New Rule: Don't Google Your Past.
Ok, honestly I wasn't Googling when I brushed shoulders briefly with a ghost from the past... but what a ghost. My old youth minister from the early eighties (a lifetime ago) is not just still in the industry but a leading kookster. Even more the devout fundamentalist, he's now juxtaposing Orwell with justifications for a church-state?
Bless my soul.
It would be cliché to quote Orwell here were it not for the fact that fundamentalist intellectuals do so with even greater frequency than those of the left. At a rally to expose the “myth” of church/state separation I attended this spring, Orwell was quoted at me four times, most emphatically by William J. Federer, an encyclopedic compiler of quotations whose America’s God and Country—a collection of apparently theocentric bons mots distilled from the Founders and other great men “for use in speeches, papers, [and] debates”—has sold half a million copies. “Those who control the past,” Federer said, quoting Orwell’s 1984>, “control the future.” History, the practical theology of the movement, reveals destiny.
Federer, a tall, lean, oaken-voiced man, loved talking about history as revelation, nodding along gently to his own lectures. He wore a gray suit, a red tie marred by a stain, and an American flag pin in his lapel. He looked like a congressman, which was what he’d wanted to be: he was a two-time G.O.P. candidate for former House minority leader Dick Gephardt’s St. Louis seat. He lost both times, but the movement considers him a winner—in 2000, he faced Gephardt in one of the nation’s most expensive congressional races, forcing him to spend down his war chest. Federer considered this a providential outcome.

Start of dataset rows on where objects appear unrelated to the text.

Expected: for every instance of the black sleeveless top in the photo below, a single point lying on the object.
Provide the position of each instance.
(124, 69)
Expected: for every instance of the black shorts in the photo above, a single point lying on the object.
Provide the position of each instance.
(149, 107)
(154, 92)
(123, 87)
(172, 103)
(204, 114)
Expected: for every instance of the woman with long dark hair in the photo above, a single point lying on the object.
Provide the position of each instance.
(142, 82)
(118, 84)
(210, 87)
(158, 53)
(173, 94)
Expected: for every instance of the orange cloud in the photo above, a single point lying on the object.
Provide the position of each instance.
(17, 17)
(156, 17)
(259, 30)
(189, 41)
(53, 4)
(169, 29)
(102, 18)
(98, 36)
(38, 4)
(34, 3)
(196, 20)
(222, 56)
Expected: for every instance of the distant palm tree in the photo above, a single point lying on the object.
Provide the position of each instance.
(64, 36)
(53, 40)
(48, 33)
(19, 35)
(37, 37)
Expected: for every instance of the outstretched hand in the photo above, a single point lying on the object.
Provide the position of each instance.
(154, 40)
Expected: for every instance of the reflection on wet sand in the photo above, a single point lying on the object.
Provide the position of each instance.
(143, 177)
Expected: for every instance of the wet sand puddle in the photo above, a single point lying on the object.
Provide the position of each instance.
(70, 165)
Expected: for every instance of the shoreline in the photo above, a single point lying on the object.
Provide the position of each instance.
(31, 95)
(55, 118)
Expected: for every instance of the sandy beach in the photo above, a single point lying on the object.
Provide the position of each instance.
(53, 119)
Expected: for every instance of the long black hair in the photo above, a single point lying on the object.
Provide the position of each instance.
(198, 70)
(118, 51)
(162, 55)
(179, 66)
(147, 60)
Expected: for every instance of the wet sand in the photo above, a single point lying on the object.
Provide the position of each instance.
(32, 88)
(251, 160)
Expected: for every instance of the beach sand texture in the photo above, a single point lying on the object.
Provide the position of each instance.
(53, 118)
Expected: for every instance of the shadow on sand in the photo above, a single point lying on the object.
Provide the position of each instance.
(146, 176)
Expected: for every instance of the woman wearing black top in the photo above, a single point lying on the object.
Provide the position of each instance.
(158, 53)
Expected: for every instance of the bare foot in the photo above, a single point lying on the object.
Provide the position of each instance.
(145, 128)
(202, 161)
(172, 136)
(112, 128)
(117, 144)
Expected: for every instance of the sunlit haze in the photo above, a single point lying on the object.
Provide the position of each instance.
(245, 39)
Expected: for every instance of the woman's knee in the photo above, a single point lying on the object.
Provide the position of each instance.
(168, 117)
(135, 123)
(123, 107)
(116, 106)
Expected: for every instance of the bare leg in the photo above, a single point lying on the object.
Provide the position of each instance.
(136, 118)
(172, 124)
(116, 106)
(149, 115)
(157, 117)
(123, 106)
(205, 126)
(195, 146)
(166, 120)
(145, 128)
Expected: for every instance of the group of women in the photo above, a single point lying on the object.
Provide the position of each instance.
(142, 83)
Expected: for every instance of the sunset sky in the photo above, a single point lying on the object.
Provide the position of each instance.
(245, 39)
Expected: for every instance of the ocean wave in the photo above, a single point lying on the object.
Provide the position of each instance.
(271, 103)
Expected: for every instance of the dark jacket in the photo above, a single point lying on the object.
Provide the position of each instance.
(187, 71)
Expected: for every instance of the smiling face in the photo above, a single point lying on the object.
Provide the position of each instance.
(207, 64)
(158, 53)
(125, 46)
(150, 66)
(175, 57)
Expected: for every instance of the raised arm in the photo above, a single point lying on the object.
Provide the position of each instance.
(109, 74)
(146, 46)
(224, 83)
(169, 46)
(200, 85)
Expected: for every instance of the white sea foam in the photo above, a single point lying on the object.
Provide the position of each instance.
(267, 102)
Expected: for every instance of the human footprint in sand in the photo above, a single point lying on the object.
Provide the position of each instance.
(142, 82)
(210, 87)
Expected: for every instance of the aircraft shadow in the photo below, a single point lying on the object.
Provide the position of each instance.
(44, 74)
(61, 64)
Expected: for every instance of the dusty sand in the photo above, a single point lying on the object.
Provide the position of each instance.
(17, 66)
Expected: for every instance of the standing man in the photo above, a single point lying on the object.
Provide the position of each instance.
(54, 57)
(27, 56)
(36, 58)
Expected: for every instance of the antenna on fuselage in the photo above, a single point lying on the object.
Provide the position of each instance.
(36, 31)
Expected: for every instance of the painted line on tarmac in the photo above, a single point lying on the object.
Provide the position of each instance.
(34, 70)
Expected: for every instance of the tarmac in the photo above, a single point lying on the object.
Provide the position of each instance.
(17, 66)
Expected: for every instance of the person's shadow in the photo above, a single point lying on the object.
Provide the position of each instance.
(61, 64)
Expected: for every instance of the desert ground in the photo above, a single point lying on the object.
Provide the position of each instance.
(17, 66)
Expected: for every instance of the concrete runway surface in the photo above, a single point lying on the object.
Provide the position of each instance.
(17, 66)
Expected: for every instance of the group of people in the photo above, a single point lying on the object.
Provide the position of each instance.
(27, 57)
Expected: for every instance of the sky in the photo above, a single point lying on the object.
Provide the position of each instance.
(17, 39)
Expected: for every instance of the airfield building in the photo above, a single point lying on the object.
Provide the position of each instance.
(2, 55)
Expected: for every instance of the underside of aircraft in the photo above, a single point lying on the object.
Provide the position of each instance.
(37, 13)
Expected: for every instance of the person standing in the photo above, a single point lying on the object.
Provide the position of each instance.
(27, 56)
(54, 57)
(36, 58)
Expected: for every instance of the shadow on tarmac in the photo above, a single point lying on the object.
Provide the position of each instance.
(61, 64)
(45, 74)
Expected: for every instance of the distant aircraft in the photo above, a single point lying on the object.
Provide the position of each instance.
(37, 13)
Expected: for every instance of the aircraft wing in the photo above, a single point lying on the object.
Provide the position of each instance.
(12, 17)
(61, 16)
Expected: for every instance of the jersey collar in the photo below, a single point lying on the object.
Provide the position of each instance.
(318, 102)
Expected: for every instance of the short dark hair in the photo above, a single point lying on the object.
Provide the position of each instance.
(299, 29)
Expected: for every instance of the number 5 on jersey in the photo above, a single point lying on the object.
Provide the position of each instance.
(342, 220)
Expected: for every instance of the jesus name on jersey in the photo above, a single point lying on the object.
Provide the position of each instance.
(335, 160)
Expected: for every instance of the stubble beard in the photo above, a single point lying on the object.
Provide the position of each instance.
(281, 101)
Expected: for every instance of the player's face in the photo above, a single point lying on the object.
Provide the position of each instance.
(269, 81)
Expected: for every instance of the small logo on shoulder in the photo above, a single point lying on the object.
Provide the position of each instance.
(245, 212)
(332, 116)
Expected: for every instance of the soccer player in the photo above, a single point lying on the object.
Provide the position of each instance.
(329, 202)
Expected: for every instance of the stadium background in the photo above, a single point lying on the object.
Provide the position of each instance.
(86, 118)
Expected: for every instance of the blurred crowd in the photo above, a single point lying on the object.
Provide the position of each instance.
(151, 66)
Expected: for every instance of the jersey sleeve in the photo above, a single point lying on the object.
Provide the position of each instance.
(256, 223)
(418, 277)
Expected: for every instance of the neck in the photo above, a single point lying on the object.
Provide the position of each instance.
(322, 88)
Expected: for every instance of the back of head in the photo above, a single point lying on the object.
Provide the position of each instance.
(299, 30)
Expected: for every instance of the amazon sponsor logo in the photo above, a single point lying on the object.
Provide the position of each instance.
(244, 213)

Federer and I were riding together in a white school bus full of Christians from around the country to pray at the site on which the Danbury, Connecticut, First Baptist Church once stood. It was in an 1802 letter to the Danbury Baptists that Thomas Jefferson first used the phrase “wall of separation,” three words upon which the battle over whether the United States is to be a Christian nation or a cosmopolitan one turns. Federer, leaning over the back of his seat as several pastors bent their ears toward his story, wanted me to understand that what Jefferson—notorious deist and author of the Virginia Statute for Religious Freedom—had really meant to promote was a “one-way wall,” designed to protect the church from the state, not the other way around. Jefferson, Federer told me, was a believer; like all the Founders, he knew that there could be no government without God. Why hadn’t I been taught this? Because I was a victim of godless public schools.
“‘Those who control the present,’” Federer continued his quotation of 1984, “‘control the past.’” He paused and stared at me to make sure I understood the equation. “Orson Welles wrote that,” he said.
To Bill's point, I attended both godless public schools and "godly" private schools and don't recall ever being taught that government couldn't exist without god. Even in a Baptist school with the sister of a Congressman as my American Government teacher I missed out on the how god build the three branches of government and how we should thank him by relinquishing control to the church. I would encourage Mr. Federer to examine closely the successes of all the countries that have by will or force, instituted church-states and explain to the class how it would improve the United States.